I got a call from Mike at the GBBR to ask if I wanted to go on their training weekend on the 13th August, but I have a big family party that weekend which I am hosting, so cannot do it. The weekend will be therefore rather a setback, as it will be no bike riding and probably a lot of vodka drinking (these things have to do be done sometimes :)). So much is happening now as far as the event is concerned, and I have a lot of organising to do. I still need quite a bit of kit, including some extra bib shorts as it is important to have a clean pair for each day, so I had better get the credit card out again. I have to sort out my transport down there too – I am hoping that I can get on the train with my bike, and then I have to work out how I get from Penzance to Lands End – I won’t be able to cycle as I will have too much kit to carry, so it could be interesting. Maybe they have big taxis down those parts….

Oh and another exciting piece of news that I picked up via Richard Hill’s twitter page (http://twitter.com/rhillrugby) – apparently Martin Johnson no less, will be riding day Three (Yeovil to Winchester) with us – how exciting is that?

So, with 25 days to go, that means I will be out probably only another 8 or so times in anger on the training front. The last week before the ride we have been told to take it very easy and get some rest before the event. I have only two weekends of riding therefore, and I need to make them count. Tomorrow therefore I am intending to do 80 miles, and then follow it with 60 on Sunday morning. There’ll be a few hills in there too. This will give me a taster of what is to come and how far I need to progress still. It is daunting, but very exciting too. It is interesting how you do progress with time, as the thought of 80 miles just four weeks ago would have terrified me, but now I am rather looking forward to it.

On Sunday after an early morning ride I am getting a visit from Darina and Paul, who are doing Kilimanjaro next month. They originally contacted me via this blog, and are coming to have a look at my pictures and stuff. I get to talk about Kilimanjaro all over again – yippee! Here is a link to their blog so you can see how they are getting on:


OK that’s all for now – off to work, and have just got my head together after an early morning swim in the Thames. Yes you read that right, I must be flipping nuts!


And so further to my last post on the demerits of Health & Safety policies, I have been in touch with the nice folks at The Great British Bike Ride. It seems that what happened is the following:

When I signed up for the GBBR (I was the 24th person to do so), it was the intention that we would indeed all be cycling into Twickenham. It seems however that the RFU then decided that this would not be a good idea from a Health & Safety perspective, and suggested that we could perhaps ‘stand in the corner of the stadium’ or something like that. It seems then that various conversations took place with the GBBR people, and that eventually a compromise was reached whereupon 10 people will be allowed to cycle into the stadium, and the others can walk or jog behind. I was told that this all happened about two months ago, and that subsequently people who signed up were told this, and so I was the only one who piped up as I didn’t know. I apologised to Barry at the the GBBR for causing any consternation with either my blog or the email that I sent him whilst on holiday, and he said he understood why I felt aggrieved as I was not party to this information.

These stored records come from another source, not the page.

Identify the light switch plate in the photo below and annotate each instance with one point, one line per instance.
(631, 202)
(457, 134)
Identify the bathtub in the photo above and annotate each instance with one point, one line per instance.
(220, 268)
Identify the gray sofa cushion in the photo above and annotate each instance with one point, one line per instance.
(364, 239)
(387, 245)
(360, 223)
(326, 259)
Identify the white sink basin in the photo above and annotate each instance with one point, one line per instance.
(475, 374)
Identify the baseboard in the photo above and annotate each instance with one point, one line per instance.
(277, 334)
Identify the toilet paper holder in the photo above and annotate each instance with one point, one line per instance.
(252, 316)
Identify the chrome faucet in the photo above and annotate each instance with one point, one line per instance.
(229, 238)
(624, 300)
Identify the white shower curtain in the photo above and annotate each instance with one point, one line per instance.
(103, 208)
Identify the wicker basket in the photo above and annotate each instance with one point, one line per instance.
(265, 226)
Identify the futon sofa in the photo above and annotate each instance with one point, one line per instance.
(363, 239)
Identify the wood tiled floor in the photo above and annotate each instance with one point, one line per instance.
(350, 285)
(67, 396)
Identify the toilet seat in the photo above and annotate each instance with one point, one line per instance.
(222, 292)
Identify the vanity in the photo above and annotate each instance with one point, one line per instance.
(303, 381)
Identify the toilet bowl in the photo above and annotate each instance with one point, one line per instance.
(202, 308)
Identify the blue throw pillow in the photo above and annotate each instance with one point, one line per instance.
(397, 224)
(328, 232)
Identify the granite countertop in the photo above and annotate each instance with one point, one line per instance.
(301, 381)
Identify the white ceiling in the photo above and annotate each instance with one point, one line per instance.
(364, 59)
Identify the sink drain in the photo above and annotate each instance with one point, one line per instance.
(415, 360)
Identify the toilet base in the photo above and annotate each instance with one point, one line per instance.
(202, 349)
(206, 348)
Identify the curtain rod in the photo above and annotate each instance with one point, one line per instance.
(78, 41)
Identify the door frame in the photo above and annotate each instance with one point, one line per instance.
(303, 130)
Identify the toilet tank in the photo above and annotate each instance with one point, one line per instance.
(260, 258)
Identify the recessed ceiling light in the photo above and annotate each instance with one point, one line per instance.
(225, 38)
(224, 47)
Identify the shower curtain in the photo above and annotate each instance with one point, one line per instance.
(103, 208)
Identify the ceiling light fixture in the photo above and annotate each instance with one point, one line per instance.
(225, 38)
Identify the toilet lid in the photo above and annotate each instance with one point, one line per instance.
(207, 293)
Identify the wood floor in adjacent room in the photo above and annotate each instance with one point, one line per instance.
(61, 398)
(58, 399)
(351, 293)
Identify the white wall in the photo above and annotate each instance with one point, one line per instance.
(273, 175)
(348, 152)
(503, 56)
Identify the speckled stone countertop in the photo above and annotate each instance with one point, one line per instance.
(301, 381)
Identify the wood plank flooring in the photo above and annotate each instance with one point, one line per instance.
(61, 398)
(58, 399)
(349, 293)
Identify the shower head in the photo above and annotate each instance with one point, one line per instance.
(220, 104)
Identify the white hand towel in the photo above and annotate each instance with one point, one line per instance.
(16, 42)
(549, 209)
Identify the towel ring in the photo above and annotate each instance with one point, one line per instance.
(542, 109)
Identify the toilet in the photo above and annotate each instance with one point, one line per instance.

So all is fine and ‘water under the bridge’ as it were. I still think it is a shame that we can’t cycle in, but I now understand the reasons why, and so that is the end of the matter as far as I am concerned.

I am very fired up for the GBBR. It is clearly a fantastically well organised event, and I am very impressed by everything the orgnaisers have done. I  just hope I do myself justice.

So meantime I need to get on with the cycling. I have just got back from holiday last night, and so this evening will be my first time in the saddle for 10 days. I think it is going to hurt………I shall let you know how I get on.